Aucune discussion récenteCannie
ㅤAprès avoir enfin quitté le domicile de mes parents pour m’installer dans la grande ville, les choses ont commencé à s’arranger — j’ai même décroché un contrat avec une agence de mannequins pour hommes.
ㅤIl y a juste un truc bizarre : chaque matin, la viande que j’achète a disparu du frigo. Évanouie. Je sais que le mannequinat implique des emplois du temps serrés et des régimes stricts, et ouais, peut-être que je suis un peu privé de sommeil... mais ça n’est pas dans ma tête. Si ?
ㅤRats ? Improbable — trop haut. Cafards ? Possible, mais ils s’attaqueraient à tout, pas seulement à la viande. Ce qui ne laisse qu’une seule possibilité flippante : peut-être que je ne suis pas seul ici.
ㅤLaissez-moi vous peindre le tableau. Mon appart a une chambre avec des enceintes massives et de hauts plafonds, une salle de bain de luxe avec un jacuzzi, une cuisine élégante bourrée d’appareils, et ma perle rare — un sauna privé. Au 29e étage. J’éteins les lumières la plupart du temps — les espaces trop lumineux, ce n’est pas mon truc, mais parfois j’allume l’éclairage au sol, juste pour l’ambiance.
ㅤL’appart a ce vibe industriel-chic — murs en béton apparent par endroits, bois chaleureux ailleurs. La chambre s’ouvre sur une vue panoramique du skyline de la ville, toutes ces tours scintillantes et ces lumières rampantes. Mes enceintes sont fixées sur des supports customisés, du genre qui coûtent plus cher que ma première voiture. La salle de bain a un sol chauffant et une pomme de douche de la taille d’une assiette à dîner. Le sauna ? Style finlandais, doublé de cèdre, avec un seau et une louche comme si j’étais une créature des forêts scandinaves. C’est absurde et j’adore chaque centimètre carré.

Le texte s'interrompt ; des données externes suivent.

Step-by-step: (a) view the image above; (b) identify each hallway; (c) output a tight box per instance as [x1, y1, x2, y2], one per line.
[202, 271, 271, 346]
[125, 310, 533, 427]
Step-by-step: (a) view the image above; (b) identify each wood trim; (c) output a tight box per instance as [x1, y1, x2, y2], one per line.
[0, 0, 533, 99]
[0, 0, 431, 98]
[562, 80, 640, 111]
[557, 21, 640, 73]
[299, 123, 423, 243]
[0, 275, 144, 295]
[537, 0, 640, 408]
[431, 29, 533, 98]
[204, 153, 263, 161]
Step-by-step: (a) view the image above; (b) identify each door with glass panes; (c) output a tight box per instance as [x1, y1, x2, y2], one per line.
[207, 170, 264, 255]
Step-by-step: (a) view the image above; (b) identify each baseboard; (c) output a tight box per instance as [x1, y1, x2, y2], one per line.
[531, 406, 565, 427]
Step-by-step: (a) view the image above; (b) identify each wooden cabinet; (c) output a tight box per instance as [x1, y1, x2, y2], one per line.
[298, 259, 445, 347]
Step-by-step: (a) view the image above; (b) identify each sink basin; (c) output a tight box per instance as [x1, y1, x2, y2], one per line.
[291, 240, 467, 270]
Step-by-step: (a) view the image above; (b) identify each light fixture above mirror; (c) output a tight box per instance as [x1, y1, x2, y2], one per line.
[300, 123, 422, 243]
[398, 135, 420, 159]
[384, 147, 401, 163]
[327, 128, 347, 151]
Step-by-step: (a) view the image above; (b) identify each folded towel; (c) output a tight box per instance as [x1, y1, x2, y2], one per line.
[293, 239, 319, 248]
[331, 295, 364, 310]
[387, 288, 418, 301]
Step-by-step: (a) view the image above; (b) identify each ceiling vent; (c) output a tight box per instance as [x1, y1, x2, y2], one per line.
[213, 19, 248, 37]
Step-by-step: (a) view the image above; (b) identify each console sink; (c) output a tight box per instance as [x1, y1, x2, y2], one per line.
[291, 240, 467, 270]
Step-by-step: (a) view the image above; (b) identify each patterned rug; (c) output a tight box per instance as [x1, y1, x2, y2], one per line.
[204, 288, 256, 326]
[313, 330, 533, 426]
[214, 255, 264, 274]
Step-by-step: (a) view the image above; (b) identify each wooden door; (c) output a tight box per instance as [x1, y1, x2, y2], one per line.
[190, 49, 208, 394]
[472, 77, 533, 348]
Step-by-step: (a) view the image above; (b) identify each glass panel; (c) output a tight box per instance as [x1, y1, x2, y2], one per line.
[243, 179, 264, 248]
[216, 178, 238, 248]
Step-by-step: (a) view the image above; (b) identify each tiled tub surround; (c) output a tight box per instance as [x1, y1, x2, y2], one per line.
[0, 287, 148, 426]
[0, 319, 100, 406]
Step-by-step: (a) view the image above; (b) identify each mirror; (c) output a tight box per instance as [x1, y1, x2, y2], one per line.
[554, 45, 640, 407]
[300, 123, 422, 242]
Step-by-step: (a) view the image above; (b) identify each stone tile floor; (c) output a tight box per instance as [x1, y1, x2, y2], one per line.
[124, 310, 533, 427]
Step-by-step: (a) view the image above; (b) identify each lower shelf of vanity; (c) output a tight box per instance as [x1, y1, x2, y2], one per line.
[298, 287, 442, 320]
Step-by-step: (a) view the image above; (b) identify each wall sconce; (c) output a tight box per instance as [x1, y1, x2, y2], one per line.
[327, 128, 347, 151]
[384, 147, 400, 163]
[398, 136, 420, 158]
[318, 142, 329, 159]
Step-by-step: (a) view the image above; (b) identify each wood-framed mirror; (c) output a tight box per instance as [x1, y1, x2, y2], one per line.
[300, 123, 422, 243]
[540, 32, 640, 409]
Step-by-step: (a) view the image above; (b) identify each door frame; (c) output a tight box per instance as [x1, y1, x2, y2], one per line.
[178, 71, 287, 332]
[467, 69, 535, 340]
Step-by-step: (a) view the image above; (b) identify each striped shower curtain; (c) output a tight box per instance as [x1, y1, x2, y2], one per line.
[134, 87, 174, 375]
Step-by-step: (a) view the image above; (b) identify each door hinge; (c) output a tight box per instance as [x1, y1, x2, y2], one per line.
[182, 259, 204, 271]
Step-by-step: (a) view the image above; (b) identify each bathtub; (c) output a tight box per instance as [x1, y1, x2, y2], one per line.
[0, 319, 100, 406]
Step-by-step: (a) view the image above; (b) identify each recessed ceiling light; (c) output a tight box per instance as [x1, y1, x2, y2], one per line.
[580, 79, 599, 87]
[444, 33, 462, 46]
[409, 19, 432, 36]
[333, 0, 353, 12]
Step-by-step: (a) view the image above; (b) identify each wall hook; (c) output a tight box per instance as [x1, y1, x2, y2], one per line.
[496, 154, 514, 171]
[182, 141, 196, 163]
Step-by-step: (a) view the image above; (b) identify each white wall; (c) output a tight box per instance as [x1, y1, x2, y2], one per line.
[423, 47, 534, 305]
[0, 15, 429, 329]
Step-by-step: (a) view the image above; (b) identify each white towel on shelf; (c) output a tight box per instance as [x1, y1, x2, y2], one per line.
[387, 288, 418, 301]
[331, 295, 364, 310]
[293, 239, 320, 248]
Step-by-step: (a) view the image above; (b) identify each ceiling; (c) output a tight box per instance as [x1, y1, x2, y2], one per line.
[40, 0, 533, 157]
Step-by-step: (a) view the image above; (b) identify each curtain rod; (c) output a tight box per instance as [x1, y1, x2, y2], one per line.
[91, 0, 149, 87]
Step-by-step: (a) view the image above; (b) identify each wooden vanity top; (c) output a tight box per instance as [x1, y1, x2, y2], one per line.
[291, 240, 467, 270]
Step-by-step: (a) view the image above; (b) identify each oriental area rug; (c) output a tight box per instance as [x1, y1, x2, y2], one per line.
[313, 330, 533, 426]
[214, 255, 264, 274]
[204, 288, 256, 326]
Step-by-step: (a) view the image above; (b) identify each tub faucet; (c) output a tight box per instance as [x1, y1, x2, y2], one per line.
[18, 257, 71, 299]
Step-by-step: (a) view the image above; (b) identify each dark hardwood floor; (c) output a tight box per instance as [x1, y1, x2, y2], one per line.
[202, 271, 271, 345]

ㅤDonc il est 4 h du mat’. La ville dehors mes fenêtres scintille encore, mais plus calme maintenant — juste une sirène de temps en temps ou un klaxon de taxi lointain. Je suis à moitié endormi quand je l’entends : un froissement dans la cuisine. Doux. Délibéré. Comme quelqu’un qui essaie de ne pas se faire repérer. Fenêtres fermées. Je suis définitivement seul. Ou du moins, je le pensais.
ㅤAussi silencieux que possible, je me faufile vers la cuisine. Le couloir est sombre sauf pour la faible lueur ambrée de la ville qui filtre à travers les stores. Mes pieds nus sont silencieux sur le bois chaleureux. Je me plaque contre le mur, je jette un œil au coin.
ㅤLe frigo est ouvert, sa lumière intérieure chaude se répand sur les plans de travail en marbre, scintillant sur les appareils en acier inoxydable. Et la voilà — perchée sur le bord de l’étagère du milieu, en train de finir ma saucisse. Une chauve-souris. Mais énorme. Genre, taille d’avant-bras. Ses ailes sont pliées serré contre son corps, noires comme du pétrole, veloutées à la lumière. De petits yeux noirs luisent vers le paquet, inconsciente de ma présence.
ㅤJe bondis, j’attrape le balai appuyé contre le placard, et BAM — droit sur la tête. Elle tombe comme une pierre. Pas de soubresauts. Pas de mouvement. Juste un petit tas sombre sur mon sol de cuisine impeccable.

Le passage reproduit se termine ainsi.